The plumbing spoke to her behind the wall, but she gave it the silent treatment again. After the heat of the day, she couldn’t face a warm bath, and turned the tap marked “cold”.
Call Landlord, she noted, before closing her eyes and visualizing her toes being lapped by salty waves instead of the sulphur stench of the bath. She heard the cry of a gull; the creak of a beach umbrella opening. A breeze lifted the hair from her neck.
A man’s voice behind her rasped, “You called?”
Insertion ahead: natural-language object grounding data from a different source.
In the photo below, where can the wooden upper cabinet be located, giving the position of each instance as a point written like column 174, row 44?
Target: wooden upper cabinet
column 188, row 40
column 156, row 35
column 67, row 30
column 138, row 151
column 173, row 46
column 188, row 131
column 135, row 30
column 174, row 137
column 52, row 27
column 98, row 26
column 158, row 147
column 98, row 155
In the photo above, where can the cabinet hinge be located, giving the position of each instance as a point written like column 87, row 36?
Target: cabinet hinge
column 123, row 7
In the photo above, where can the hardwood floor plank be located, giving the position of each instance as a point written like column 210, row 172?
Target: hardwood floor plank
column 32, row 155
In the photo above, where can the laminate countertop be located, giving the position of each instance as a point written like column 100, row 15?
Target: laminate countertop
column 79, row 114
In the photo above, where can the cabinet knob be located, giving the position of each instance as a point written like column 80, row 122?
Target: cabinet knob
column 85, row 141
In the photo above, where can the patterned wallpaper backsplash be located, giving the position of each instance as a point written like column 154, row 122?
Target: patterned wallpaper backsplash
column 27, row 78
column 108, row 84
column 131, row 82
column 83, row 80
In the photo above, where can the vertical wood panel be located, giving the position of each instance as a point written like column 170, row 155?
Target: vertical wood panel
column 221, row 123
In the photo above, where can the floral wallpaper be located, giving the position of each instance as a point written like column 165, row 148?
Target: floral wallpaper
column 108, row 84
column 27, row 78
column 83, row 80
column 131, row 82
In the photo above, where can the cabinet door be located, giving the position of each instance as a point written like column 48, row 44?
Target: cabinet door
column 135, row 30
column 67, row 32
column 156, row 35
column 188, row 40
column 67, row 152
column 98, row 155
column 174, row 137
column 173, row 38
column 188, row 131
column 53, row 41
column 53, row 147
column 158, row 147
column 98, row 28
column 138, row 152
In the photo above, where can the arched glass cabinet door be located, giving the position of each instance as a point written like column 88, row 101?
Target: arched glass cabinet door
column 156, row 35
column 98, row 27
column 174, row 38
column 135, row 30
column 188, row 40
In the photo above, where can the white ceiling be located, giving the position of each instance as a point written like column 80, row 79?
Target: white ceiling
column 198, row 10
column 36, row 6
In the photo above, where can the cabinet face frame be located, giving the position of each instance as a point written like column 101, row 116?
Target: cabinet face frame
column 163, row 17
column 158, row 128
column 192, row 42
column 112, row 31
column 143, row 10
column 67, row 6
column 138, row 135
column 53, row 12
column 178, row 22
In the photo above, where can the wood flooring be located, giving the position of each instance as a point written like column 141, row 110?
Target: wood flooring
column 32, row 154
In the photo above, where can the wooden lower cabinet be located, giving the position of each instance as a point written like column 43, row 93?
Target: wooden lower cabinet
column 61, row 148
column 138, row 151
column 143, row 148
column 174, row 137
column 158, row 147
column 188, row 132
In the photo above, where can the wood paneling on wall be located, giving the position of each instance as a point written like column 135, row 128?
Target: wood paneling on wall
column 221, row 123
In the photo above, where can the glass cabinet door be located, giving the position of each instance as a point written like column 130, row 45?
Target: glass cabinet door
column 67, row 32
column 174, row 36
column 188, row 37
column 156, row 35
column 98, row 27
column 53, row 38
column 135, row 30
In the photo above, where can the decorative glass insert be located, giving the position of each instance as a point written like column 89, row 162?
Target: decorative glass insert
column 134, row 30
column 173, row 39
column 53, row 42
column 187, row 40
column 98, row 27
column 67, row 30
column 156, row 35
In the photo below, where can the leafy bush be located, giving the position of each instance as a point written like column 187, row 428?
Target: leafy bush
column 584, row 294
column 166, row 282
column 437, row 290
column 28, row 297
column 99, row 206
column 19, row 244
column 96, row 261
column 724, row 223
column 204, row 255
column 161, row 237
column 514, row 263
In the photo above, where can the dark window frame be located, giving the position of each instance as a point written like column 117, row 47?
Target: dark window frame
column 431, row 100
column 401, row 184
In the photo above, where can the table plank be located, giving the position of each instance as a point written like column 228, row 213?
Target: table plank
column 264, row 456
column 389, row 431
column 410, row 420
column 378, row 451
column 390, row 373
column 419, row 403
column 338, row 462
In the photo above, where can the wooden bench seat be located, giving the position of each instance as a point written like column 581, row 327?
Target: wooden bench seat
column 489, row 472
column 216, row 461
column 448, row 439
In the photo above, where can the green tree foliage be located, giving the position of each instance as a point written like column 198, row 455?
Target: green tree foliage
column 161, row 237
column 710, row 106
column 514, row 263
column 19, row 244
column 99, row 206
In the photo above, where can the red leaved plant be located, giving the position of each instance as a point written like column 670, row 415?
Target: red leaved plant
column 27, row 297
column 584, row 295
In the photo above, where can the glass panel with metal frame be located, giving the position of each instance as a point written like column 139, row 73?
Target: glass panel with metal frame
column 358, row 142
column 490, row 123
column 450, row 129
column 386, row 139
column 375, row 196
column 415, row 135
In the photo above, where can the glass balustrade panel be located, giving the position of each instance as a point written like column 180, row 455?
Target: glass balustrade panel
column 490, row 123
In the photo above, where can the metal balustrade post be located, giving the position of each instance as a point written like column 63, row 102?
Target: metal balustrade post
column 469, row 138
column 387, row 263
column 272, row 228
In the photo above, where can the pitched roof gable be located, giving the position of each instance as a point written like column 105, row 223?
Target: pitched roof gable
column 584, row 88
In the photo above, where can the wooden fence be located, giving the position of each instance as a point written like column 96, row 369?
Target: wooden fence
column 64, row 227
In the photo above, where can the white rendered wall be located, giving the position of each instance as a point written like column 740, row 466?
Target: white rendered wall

The puppet masters of the writing world used to say your first page, or even your first paragraph was important to hooking the reader and keeping them reading. With flash fiction, we don’t have time for that. For many pieces, the first paragraph IS the story (and forget about a whole page of words!). I love what Jim Harrington, Fiction Editor for Apollo’s Lyre, has to say:
Competition is tough for the limited spaces in elite journals–online or print–and authors need to pay attention to the details of writing in order to be successful. Do you have a dream journal you’d like to be published in? Instead of reading a few full stories, read just the first paragraphs and write down everything you learn in that brief span. Now take a new look at the openings of stories you’re having difficulty placing. Do they yank the reader into the story? Or do they limp along with too much description, burdensome backstory, or a lack of focus? If so, rewrite them to give them some spark. Heck, it’s even possible that you’ve started in the wrong place. Maybe your story really begins with the second or third paragraph. Whatever you decide is the best way to start your story, keep in mind the importance of grabbing editors by the throat (or heart) and not letting go until they read The End.
This is great advice for honing the micro-fiction craft to an even finer point. (Before long, we’ll all be writing on the head of a pin!)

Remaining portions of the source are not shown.